As it turns out, being his angel doesn’t sound like much of a request when read in context. Let’s take a look at the lyrics:
“Make up your mind
Decide to walk with me
Around the lake tonight
Around the lake tonight
By my side
By my side
I’m not gonna lie
I’ll not be a gentleman
Behind the boathouse
I’ll show you my dark secret.”
Whoooa okay then. So that, while not creepy, is certainly more direct than I or any of my other middle school compatriots realized. If only we knew, then maybe we could have gotten lucky behind the boathouse.
Unfortunately, Possum Kingdom doesn’t end with being uncouth:
“Give it up to me
Give it up to me
Do you wanna be
My angel?
So help me!
Be my angel
Be my angel
Do you wanna die?”
So then, it seems that Possum Kingdom has rapidly transformed from a song about being a bit forward into one about, well, how to put this lightly. Okay, let’s just be honest: is he really giving this poor girl a choice if he’s beseeching God for what is apparently caution to hold is hand and asking the girl if she wants to die? Presumably if she won’t, you know, “be his angel.”
Personally, I’m going to pass on that walk with you, Toadies guy.
1: Nick Cave and Kylie Minogue - Where the Wild Roses Grow
This was the favorite song of an old girlfriend of mine, and she was about as dark as this song is. Because she wasn’t as sweet as the Kylie’s character, and I’m not the hideous barbarian that Nick is singing as, things didn’t work out between her and I.

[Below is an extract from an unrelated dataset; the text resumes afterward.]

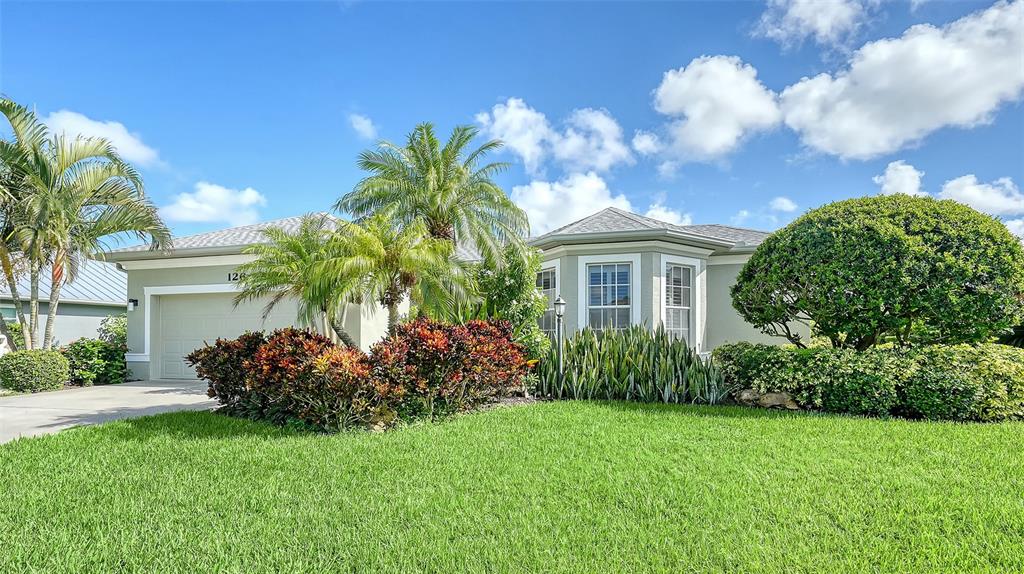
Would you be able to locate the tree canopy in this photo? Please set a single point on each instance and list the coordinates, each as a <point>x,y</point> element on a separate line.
<point>893,267</point>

Let’s take a look at the last pair of stanzas to see what I mean:
(Kylie singing) “On the third day he took me to the river
He showed me the roses and we kissed
And the last thing I heard was a muttered word
As he stood smiling above me with a rock in his fist.”
(Nick singing) “On the last day I took her where the wild roses grow
And she lay on the bank, the wind light as a thief
As I kissed her goodbye, I said, ‘All beauty must die’
And lent down and planted a rose between her teeth.”
And so, apparently, ends that seemingly-loving relationship. Be sure to keep all five of these songs in mind the next time you’re trying to woo your next potential girlfriend with a mix CD (or playlist, I guess, I’m getting old). Actually, that’s terrible advice. These might be good tracks to get rid of an unwanted girlfriend, though.